In [1]:
import os
os.environ["CUDA_VISIBLE_DEVICES"] = "0"

import pandas as pd
from datasets import Dataset
from transformers import AutoTokenizer, AutoModelForSequenceClassification, TrainingArguments, Trainer
import evaluate
import numpy as np
import torch

In [2]:
from datasets import load_dataset

data_down_dir = "/root/storage/nas/JH_server/2025/Synthetic_data/0_dataset"

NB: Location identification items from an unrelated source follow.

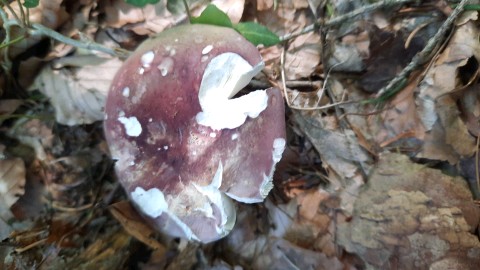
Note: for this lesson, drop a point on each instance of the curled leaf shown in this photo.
(138, 3)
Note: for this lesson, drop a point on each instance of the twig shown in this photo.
(38, 29)
(342, 18)
(423, 56)
(93, 46)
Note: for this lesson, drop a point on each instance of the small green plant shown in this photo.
(141, 3)
(253, 32)
(30, 3)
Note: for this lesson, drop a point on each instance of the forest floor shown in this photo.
(381, 164)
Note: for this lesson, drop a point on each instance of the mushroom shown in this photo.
(184, 144)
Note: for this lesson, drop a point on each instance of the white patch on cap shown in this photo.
(165, 66)
(243, 199)
(266, 186)
(267, 183)
(151, 202)
(217, 198)
(207, 49)
(147, 59)
(225, 75)
(126, 92)
(267, 180)
(278, 148)
(133, 128)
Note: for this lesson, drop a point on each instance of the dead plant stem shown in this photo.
(423, 56)
(342, 18)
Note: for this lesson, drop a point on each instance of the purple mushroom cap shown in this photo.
(184, 145)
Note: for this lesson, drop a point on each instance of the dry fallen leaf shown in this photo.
(12, 186)
(135, 225)
(435, 105)
(12, 180)
(411, 217)
(78, 94)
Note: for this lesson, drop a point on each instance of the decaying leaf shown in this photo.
(411, 216)
(134, 224)
(12, 180)
(435, 104)
(78, 94)
(12, 186)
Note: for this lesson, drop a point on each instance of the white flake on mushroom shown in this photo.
(207, 49)
(224, 77)
(126, 92)
(267, 183)
(217, 198)
(152, 203)
(147, 59)
(165, 66)
(133, 128)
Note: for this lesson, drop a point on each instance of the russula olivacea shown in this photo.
(184, 146)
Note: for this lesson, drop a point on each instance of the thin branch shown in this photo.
(40, 29)
(424, 55)
(348, 16)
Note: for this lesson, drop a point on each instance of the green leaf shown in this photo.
(214, 16)
(30, 3)
(257, 34)
(141, 3)
(175, 6)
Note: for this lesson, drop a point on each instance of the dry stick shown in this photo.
(38, 29)
(92, 46)
(345, 17)
(423, 56)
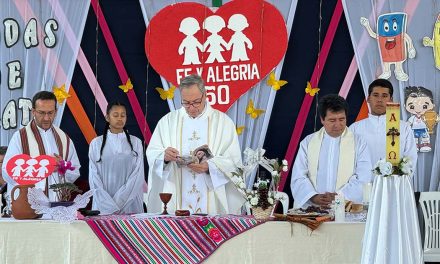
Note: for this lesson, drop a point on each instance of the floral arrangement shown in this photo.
(264, 193)
(385, 168)
(64, 189)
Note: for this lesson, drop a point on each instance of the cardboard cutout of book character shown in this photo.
(420, 104)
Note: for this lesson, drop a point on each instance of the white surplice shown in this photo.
(118, 178)
(50, 147)
(372, 130)
(303, 189)
(218, 194)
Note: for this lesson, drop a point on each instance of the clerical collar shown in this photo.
(330, 137)
(201, 114)
(380, 118)
(118, 135)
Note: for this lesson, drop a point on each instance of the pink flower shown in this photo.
(64, 166)
(202, 221)
(215, 234)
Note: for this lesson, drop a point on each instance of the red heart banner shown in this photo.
(24, 169)
(232, 48)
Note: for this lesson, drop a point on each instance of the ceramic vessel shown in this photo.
(21, 209)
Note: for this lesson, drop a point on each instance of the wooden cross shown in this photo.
(393, 132)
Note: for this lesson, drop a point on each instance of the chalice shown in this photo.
(165, 198)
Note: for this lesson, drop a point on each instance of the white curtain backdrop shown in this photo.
(421, 16)
(48, 61)
(263, 96)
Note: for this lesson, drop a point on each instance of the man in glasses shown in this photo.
(200, 188)
(41, 137)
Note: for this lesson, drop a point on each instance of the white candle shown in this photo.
(366, 193)
(339, 208)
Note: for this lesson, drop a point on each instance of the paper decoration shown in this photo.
(419, 103)
(434, 42)
(60, 93)
(252, 111)
(166, 94)
(393, 41)
(240, 130)
(127, 86)
(228, 48)
(275, 84)
(24, 169)
(311, 91)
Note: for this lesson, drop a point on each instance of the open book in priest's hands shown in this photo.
(199, 155)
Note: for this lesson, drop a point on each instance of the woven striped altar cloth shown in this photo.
(169, 239)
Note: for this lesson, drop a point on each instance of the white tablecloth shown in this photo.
(392, 233)
(44, 241)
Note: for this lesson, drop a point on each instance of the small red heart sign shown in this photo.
(24, 169)
(232, 48)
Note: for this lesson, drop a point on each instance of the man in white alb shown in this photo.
(41, 137)
(372, 129)
(331, 160)
(198, 187)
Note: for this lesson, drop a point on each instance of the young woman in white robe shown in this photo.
(116, 166)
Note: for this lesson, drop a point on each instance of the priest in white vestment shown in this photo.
(41, 137)
(203, 187)
(116, 166)
(373, 128)
(330, 161)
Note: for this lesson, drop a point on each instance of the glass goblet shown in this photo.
(165, 198)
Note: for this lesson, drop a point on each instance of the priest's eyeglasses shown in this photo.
(43, 113)
(195, 103)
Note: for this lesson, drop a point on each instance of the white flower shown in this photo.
(278, 196)
(385, 168)
(235, 180)
(270, 200)
(254, 201)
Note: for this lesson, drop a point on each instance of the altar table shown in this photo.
(45, 241)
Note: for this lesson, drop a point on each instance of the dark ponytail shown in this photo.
(107, 126)
(104, 139)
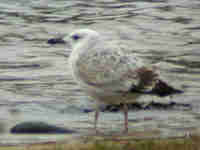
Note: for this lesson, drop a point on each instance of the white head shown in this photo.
(78, 36)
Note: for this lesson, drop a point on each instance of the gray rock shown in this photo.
(38, 127)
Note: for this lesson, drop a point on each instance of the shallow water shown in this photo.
(35, 81)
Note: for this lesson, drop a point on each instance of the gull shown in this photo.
(111, 75)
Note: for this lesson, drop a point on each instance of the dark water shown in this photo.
(35, 81)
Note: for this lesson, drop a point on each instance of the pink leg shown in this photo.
(96, 119)
(125, 118)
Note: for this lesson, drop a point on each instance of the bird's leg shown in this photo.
(96, 120)
(125, 118)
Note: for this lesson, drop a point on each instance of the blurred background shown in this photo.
(36, 83)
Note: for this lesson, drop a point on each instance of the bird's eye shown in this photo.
(75, 37)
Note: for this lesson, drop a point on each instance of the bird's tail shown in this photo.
(163, 89)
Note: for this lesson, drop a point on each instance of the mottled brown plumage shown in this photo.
(151, 84)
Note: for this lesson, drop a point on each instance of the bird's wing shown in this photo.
(111, 69)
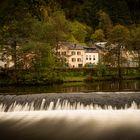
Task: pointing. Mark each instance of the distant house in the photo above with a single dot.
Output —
(128, 58)
(78, 55)
(5, 59)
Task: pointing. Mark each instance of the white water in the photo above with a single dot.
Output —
(65, 105)
(69, 122)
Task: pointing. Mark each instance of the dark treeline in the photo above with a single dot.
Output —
(121, 11)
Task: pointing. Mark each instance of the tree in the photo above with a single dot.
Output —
(98, 36)
(118, 41)
(78, 31)
(135, 42)
(105, 23)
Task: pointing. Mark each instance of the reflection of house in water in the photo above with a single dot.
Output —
(78, 55)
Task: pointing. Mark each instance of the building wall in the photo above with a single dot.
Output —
(77, 58)
(92, 58)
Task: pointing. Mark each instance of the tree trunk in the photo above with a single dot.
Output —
(118, 61)
(14, 47)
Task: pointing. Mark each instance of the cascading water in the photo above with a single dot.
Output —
(92, 116)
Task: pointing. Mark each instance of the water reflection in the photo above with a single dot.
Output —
(126, 85)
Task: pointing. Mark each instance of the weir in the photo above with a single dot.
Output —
(61, 101)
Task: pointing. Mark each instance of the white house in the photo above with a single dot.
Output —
(78, 55)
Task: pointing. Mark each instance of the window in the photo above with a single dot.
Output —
(80, 65)
(93, 57)
(63, 53)
(78, 59)
(86, 57)
(72, 53)
(78, 53)
(73, 59)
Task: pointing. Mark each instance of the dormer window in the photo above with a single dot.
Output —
(73, 53)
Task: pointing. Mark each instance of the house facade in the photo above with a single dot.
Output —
(77, 55)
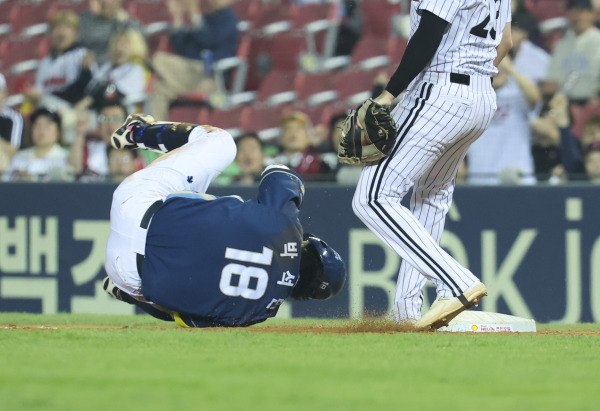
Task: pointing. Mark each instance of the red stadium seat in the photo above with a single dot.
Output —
(270, 13)
(302, 15)
(76, 6)
(318, 114)
(149, 11)
(276, 82)
(311, 84)
(246, 10)
(377, 15)
(18, 50)
(285, 50)
(5, 8)
(367, 47)
(352, 82)
(546, 9)
(28, 14)
(225, 119)
(261, 119)
(185, 113)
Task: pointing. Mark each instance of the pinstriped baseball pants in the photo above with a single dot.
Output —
(437, 122)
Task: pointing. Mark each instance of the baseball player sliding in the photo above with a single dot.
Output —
(204, 261)
(453, 51)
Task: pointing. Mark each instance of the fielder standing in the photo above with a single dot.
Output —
(447, 69)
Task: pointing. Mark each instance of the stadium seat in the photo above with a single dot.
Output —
(185, 113)
(20, 55)
(300, 16)
(229, 119)
(277, 87)
(318, 114)
(355, 85)
(377, 15)
(319, 23)
(246, 10)
(264, 121)
(371, 51)
(271, 13)
(24, 15)
(285, 51)
(148, 12)
(76, 6)
(5, 8)
(310, 84)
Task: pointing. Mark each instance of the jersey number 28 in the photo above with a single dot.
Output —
(250, 282)
(481, 31)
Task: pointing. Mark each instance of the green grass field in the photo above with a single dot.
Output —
(138, 363)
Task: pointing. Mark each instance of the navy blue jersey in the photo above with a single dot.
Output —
(222, 261)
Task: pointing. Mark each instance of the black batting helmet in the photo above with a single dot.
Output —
(322, 271)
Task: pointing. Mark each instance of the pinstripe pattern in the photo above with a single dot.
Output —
(437, 123)
(461, 51)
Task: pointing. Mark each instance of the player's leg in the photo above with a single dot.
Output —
(429, 124)
(429, 204)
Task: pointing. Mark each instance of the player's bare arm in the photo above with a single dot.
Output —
(418, 54)
(505, 44)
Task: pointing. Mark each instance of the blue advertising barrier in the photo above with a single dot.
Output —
(536, 248)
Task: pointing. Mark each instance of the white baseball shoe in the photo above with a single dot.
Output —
(122, 138)
(111, 289)
(444, 309)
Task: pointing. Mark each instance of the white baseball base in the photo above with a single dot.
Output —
(485, 322)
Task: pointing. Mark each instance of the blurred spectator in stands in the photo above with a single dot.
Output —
(296, 149)
(556, 151)
(122, 163)
(209, 38)
(88, 154)
(46, 160)
(250, 158)
(592, 162)
(97, 26)
(11, 129)
(124, 77)
(575, 66)
(350, 28)
(62, 75)
(501, 156)
(596, 6)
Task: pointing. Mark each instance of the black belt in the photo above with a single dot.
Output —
(463, 79)
(145, 224)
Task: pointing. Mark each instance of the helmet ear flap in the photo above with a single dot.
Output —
(322, 268)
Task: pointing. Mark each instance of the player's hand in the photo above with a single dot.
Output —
(88, 60)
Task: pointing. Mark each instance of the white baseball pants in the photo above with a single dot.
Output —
(437, 122)
(190, 167)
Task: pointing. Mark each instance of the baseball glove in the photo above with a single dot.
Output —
(371, 142)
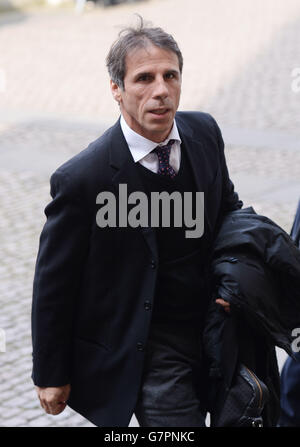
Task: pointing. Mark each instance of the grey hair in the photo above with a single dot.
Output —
(131, 38)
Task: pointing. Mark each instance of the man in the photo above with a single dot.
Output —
(118, 309)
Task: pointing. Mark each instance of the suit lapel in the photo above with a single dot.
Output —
(126, 172)
(198, 161)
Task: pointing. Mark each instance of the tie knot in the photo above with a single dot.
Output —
(163, 154)
(164, 149)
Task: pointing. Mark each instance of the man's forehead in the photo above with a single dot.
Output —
(146, 56)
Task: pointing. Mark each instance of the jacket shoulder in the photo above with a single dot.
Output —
(89, 166)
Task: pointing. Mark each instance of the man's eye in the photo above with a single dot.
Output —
(170, 75)
(144, 78)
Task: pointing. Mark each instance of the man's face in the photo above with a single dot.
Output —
(151, 94)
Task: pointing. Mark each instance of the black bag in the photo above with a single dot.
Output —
(244, 401)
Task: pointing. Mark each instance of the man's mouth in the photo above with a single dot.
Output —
(160, 112)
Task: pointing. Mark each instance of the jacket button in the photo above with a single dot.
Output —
(147, 305)
(153, 264)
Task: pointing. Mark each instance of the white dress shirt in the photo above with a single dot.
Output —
(141, 148)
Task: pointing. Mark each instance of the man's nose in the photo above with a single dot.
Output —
(160, 88)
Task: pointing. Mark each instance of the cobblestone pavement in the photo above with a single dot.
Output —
(238, 60)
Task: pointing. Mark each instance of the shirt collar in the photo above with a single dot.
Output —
(140, 146)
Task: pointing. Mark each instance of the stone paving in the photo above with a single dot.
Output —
(238, 59)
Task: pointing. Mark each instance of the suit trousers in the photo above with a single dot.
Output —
(171, 392)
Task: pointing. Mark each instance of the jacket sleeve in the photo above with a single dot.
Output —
(230, 199)
(59, 267)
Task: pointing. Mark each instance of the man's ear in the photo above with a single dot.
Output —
(116, 91)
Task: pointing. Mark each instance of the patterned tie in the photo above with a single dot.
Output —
(163, 153)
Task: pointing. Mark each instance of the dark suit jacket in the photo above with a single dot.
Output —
(94, 287)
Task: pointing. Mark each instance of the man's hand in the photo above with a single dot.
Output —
(224, 304)
(53, 399)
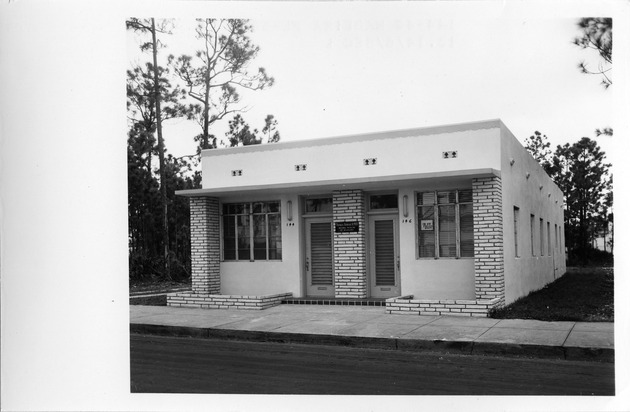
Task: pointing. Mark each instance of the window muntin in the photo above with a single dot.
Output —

dataset = load_dataset(f"{data_down_dir}/goemotions")
# 예시 출력
print(dataset)
print(dataset["train"][0])

DatasetDict({
    train: Dataset({
        features: ['text', 'labels', 'id'],
        num_rows: 43410
    })
    validation: Dataset({
        features: ['text', 'labels', 'id'],
        num_rows: 5426
    })
    test: Dataset({
        features: ['text', 'labels', 'id'],
        num_rows: 5427
    })
})
{'text': "My favourite food is anything I didn't have to cook myself.", 'labels': [27], 'id': 'eebbqej'}


In [10]:
from collections import defaultdict

label_counter = defaultdict(int)

for row in dataset['train']:
    label_counter[row['labels'][0]] += 1

In [None]:
from transformers import AutoTokenizer, AutoModelForSequenceClassification, TrainingArguments, Trainer
from datasets import load_dataset
import evaluate
import numpy as np
import torch
from torch.nn import BCEWithLogitsLoss
from transformers import TrainerCallback

model_name = "bert-base-uncased"
tokenizer = AutoTokenizer.from_pretrained(model_name)

# 예시 전처리 (단일 텍스트)
def preprocess(example):
    return tokenizer(example['text'], truncation=True, padding="max_length", max_length=128)

# multi-hot label로 변환
def to_multihot(example, num_labels):
    vec = [float(0.0)] * num_labels
    for label in example["labels"]:
        vec[label] = float(1.0)
    example["labels"] = vec
    return example


num_labels = 28  # 너의 클래스 수에 맞게 설정

dataset = dataset.map(lambda x: to_multihot(x, num_labels))
dataset = dataset.map(preprocess)

from datasets import Features, Sequence, Value

features = Features({
    "text": Value("string"),
    "labels": Sequence(Value("float32")),  
    "id": Value("string"),
    "input_ids": Sequence(Value("int32")),
    "token_type_ids": Sequence(Value("int32")),
    "attention_mask": Sequence(Value("int8"))
})

dataset["train"] = dataset["train"].cast(features)
dataset["test"] = dataset["test"].cast(features)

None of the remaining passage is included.